Si spense in un tugurio di un vicolo di Porta Tosa
da povero in canna, così com’era vissuto
coi soli centesimi a lui donati dai suoi ammiratori.
Chi vive una dura esistenza ha solo una fortuna:
quello di essere libero senza doversi inchinare ad un padrone.
E così divenne una vera e propria istituzione.
Una mano lava l’altra per igiene personale, tante mani che si stringono a vicenda rappresentano una consorteria, o cosca
Per meglio rendere il concetto, che opera certamente a favore dei soli titolari di queste mani.
Il pass è uno status simbol; chi non ce l’ha borbotta, stramaledice ma, alla fine,
rispetta i possessori che si intrufolano spavaldamente dove a lui e ad altri come lui è verboten.
Baciamo le mani, vossia si che è un vip; a sua disposizione.
E le mani che si stringono raddoppiano in un baleno e gli altri guardano, magari si incazzano, ma si inchinano.
Così avviene una certa assuefazione ai piccoli privilegi e poi, pensando ma a me che me ne frega, ci tenterò anch’io per averlo,
si adattano anche ai privilegi più consistenti, ai voti di scambio;
in cambio di qualcosa che gli tocca di diritto ma che non gli arriva mai.
Questa situazione non è solo un male, antico, siciliano ma oramai è un modus operandi dei vari ras di turno
per accattivarsi simpatie e silenzi omertosi.

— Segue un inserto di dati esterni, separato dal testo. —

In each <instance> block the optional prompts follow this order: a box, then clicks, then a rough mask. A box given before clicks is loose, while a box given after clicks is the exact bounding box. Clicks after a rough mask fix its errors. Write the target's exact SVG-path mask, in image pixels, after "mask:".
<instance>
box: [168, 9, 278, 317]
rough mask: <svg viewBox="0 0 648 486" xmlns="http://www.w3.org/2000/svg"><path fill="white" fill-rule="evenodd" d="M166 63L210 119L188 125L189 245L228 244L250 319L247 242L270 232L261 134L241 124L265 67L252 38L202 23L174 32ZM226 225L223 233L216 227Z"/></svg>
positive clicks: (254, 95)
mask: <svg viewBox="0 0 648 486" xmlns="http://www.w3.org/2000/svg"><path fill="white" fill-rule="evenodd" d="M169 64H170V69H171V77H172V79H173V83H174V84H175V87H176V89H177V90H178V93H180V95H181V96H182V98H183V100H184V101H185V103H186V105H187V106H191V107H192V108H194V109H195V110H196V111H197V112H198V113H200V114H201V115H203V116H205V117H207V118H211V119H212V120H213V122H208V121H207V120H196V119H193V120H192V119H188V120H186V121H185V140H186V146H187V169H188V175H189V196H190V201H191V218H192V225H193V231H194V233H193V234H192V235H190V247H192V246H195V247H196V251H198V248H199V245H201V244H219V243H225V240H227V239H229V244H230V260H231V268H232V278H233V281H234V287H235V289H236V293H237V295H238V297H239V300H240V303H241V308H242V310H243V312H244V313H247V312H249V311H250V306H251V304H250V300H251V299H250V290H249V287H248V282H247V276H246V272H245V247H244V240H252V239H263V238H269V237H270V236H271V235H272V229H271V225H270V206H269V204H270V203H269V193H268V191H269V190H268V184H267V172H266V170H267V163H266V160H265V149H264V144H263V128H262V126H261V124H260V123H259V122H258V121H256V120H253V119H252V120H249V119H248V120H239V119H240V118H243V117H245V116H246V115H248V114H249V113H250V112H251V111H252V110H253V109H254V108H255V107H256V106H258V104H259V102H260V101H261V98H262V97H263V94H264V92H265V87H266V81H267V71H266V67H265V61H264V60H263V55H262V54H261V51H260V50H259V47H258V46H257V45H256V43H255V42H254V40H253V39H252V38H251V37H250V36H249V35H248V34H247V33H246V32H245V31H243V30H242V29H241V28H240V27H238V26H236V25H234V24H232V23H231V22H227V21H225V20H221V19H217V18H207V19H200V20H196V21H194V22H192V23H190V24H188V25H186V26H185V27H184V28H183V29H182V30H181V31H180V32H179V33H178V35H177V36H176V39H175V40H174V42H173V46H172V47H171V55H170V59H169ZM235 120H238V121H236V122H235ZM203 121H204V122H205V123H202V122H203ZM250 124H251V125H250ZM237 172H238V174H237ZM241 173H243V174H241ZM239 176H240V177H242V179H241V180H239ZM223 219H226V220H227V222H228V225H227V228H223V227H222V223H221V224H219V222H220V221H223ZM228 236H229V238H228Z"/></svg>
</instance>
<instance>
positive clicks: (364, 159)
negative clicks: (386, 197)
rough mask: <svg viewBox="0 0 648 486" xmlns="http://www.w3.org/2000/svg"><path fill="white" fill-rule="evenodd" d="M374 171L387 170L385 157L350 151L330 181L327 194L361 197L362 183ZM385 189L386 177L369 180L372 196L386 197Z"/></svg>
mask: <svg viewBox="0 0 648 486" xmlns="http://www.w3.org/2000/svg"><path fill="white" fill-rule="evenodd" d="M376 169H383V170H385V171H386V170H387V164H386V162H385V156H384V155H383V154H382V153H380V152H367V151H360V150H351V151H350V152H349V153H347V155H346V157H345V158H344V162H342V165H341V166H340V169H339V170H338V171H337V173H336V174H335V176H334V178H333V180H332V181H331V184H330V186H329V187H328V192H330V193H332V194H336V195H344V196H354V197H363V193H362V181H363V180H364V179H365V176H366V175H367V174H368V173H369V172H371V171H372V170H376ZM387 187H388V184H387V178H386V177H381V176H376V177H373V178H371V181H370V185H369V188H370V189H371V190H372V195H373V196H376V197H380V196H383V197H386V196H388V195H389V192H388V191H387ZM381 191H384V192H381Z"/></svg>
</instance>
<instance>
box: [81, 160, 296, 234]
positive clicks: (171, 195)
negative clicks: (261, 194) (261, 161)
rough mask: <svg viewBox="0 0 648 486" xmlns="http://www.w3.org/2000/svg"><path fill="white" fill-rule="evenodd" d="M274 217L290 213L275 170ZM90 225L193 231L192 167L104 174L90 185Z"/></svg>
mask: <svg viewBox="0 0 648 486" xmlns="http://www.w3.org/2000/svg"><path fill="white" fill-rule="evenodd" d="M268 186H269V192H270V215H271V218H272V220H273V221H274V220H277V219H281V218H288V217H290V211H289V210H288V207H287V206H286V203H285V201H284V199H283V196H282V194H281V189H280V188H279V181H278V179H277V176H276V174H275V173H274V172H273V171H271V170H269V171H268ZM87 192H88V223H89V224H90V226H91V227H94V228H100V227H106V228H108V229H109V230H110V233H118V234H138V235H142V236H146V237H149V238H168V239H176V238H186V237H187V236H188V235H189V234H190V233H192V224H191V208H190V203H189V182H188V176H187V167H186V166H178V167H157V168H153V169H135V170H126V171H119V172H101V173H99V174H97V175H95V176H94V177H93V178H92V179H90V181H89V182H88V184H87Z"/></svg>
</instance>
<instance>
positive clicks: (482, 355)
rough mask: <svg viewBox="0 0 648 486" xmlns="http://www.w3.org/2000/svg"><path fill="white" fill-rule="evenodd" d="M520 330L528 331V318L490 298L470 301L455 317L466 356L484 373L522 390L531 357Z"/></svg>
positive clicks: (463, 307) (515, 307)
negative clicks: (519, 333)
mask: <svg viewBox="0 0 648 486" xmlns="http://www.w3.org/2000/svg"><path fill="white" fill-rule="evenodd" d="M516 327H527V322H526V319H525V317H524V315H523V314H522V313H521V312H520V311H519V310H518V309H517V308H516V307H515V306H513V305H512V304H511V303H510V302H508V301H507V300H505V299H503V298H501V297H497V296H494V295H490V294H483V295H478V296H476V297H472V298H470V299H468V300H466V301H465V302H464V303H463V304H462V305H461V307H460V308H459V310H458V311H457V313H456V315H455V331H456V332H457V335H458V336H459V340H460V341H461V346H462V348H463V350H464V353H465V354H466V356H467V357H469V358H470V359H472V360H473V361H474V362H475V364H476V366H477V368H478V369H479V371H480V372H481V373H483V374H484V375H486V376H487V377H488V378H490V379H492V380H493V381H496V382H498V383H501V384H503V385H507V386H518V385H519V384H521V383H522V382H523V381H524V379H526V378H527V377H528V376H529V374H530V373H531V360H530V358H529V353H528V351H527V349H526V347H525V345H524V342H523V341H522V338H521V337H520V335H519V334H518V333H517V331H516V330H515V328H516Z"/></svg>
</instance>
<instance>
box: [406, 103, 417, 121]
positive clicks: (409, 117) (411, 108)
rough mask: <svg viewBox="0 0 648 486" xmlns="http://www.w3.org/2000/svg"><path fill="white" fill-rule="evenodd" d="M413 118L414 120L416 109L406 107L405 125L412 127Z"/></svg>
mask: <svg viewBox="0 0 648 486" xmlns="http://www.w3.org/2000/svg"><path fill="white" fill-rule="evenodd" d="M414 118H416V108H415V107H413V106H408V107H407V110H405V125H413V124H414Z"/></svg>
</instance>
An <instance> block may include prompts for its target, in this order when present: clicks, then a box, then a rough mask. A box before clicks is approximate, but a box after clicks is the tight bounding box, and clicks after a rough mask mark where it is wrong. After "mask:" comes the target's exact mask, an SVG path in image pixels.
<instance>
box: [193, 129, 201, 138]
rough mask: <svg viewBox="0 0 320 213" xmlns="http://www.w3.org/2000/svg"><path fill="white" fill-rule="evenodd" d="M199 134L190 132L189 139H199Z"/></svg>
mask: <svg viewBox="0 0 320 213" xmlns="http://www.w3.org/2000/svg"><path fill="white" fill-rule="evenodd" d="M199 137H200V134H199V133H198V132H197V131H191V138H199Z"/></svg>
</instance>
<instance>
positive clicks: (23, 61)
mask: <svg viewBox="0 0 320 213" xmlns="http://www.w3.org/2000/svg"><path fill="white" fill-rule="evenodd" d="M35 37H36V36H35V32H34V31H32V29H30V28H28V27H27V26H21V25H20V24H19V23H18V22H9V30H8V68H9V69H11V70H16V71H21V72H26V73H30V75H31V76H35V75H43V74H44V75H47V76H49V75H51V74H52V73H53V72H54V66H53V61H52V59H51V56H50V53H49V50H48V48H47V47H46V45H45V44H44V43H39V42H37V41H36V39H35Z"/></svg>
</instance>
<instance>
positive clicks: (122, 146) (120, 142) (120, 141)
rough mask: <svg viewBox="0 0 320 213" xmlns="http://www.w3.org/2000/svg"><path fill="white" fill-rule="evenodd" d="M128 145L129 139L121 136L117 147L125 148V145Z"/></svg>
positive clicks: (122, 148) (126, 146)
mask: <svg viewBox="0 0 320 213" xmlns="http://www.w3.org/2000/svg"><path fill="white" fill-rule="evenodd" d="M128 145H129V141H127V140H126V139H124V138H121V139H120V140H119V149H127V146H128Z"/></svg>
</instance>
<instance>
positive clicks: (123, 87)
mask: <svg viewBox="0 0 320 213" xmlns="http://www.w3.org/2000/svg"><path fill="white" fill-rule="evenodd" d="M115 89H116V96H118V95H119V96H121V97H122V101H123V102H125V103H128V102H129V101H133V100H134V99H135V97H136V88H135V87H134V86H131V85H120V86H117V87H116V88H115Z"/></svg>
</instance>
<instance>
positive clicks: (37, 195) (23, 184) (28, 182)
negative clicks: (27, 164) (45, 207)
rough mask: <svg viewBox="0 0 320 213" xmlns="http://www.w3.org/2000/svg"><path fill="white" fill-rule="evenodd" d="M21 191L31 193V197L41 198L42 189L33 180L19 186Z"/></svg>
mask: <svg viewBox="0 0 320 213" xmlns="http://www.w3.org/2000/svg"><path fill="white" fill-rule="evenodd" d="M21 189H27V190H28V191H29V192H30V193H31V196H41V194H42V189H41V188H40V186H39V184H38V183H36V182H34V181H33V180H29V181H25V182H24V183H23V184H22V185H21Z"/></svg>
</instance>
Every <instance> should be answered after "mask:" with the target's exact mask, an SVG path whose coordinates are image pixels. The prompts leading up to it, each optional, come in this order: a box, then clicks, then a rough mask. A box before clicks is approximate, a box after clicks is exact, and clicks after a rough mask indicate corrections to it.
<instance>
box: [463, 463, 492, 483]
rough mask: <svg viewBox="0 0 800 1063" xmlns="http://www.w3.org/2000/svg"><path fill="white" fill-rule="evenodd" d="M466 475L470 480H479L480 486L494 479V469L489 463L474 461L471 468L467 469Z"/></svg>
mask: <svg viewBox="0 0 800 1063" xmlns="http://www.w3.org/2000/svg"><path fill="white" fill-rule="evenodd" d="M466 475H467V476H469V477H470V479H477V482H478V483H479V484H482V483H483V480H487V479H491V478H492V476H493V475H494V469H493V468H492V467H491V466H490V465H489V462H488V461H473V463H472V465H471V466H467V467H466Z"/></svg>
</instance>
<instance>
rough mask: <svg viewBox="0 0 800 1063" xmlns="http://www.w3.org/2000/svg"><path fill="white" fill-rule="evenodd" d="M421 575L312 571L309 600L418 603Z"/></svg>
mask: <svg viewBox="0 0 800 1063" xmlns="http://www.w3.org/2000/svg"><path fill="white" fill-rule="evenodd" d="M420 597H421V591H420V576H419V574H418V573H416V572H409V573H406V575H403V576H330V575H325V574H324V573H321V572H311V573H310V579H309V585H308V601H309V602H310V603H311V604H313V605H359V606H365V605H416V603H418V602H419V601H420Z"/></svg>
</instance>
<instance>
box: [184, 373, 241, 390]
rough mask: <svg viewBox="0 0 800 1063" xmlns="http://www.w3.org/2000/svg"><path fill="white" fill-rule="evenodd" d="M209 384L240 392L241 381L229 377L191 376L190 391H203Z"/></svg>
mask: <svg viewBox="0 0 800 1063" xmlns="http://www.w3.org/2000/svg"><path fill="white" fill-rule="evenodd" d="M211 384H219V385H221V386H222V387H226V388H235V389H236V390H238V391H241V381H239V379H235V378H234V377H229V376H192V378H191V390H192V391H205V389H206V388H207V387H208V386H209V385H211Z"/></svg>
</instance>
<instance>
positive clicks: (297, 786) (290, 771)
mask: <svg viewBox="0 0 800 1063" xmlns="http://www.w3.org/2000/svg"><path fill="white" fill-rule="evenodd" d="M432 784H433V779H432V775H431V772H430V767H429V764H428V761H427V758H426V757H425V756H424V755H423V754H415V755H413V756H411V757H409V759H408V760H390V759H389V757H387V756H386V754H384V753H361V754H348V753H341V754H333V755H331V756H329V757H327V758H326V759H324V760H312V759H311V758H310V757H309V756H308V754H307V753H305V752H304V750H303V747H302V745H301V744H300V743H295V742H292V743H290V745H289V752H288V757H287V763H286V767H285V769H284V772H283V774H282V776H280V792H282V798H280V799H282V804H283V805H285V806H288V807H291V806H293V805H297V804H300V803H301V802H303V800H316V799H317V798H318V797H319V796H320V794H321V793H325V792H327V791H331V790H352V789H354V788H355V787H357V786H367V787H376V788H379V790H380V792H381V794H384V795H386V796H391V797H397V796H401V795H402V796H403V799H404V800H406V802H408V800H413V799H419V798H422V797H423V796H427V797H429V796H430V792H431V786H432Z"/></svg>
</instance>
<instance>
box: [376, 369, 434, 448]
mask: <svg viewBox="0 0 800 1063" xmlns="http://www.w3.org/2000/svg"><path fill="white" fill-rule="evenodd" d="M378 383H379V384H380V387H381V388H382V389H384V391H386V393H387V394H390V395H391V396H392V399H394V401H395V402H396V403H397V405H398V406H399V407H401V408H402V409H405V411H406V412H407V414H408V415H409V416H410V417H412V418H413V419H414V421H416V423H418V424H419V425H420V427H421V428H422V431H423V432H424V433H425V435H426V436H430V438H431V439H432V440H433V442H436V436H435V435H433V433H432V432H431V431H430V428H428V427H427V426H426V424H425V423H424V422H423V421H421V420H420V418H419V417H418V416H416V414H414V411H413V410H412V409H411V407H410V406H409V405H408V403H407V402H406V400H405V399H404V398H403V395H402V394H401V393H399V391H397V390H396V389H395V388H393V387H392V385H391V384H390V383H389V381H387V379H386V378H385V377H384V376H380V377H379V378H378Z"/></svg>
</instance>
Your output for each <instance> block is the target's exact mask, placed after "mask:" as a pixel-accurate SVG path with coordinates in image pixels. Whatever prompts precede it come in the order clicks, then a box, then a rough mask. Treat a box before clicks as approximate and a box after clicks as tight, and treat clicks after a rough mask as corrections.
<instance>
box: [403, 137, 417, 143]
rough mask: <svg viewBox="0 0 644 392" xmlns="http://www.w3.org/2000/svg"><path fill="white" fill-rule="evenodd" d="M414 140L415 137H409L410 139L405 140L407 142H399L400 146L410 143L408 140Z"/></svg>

In buona sostanza l’Italia di oggi è fondata non sul lavoro, come invece avevano avuto l’ardire di scrivere i nostri padri costituenti,
ma sull’intrallazzo continuo e reiterato, sul malaffare, sulla corruzione anche politica, su impunità tutelate con leggi o con cariche istituzionali.
Si potrebbe scrivere un trattato; in molti tentano di scriverne pezzi di questo insieme verminoso e da quel che sento e leggo ne sta venendo fuori addirittura
una nuova enciclopedia: quella sul malaffare italico.